Chep06 : Resilient dCache: Replicating Files for Integrity and Availability
Title
Resilient dCache: Replicating Files for Integrity and Availability
Author(s)
Alex Kulyavtsev |
FERMI |
aik@fnal.gov |
for the dCache team |
Abstract
dCache is a distributed storage system currently used to store and
deliver data on a petabyte scale in several large HEP experiments. Initially
dCache was designed as a disk front-end for robotic tape storage file systems.
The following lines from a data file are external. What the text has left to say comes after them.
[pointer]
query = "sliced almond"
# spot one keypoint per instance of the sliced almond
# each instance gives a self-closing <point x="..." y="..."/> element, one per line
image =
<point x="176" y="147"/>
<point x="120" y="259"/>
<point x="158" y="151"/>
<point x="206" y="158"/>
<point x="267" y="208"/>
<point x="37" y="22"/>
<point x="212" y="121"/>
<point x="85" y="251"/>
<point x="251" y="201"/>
Lately, dCache systems have been increased in scale by several orders of
magnitude and considered for deployment in US-CMS T2 centers lacking expensive
tape robots. This created the need to store data for extended periods of time
on disk-only storage systems, in many cases using very inexpensive commodity
(non-RAID) disk devices purchased specifically for storage or using
opportunistically exploiting spare disk space in computing farms, adding
hundreds of Terabytes of storage for little additional cost. Large number of
nodes in computing cluster and lesser reliability of commodity disks and
computers leads to the likelihood for individual files to become lost or
unavailable in normal operations.
Resilient dCache is new top level dCache service to address these
reliability and file availability issues by keeping several replicas of each
logical file on elements of different dCache disk hardware. The Resilience
Manager automatically keeps the number of copies in the system within a
specified range when files are stored in or removed from dCache, or disk pool
nodes are found to have crashed, been removed from, or added to the system. The
Resilience Manager maintains a local file replica catalog and disk pool
configuration in Postgres DB.
The paper describes the design of dCache Resilience Manager and
experience in the production deployment and operations in US-CMS T1 and T2
centers. We use the configuration "all pools are resilient" in US-CMS T2
centers to store generated data before they are stored in T1 center. The US-CMS
T1 center has some pools in the single dCache system configured as resilient,
while the other pools are tape-backed or volatile. Such a configuration
simplifies the administration of the system and data exchange. We attribute the
increase in amount of data delivered to compute nodes from dCache US-CMS T1
center (0.2 PB/day in October 2005) to the data stored in resilient pools.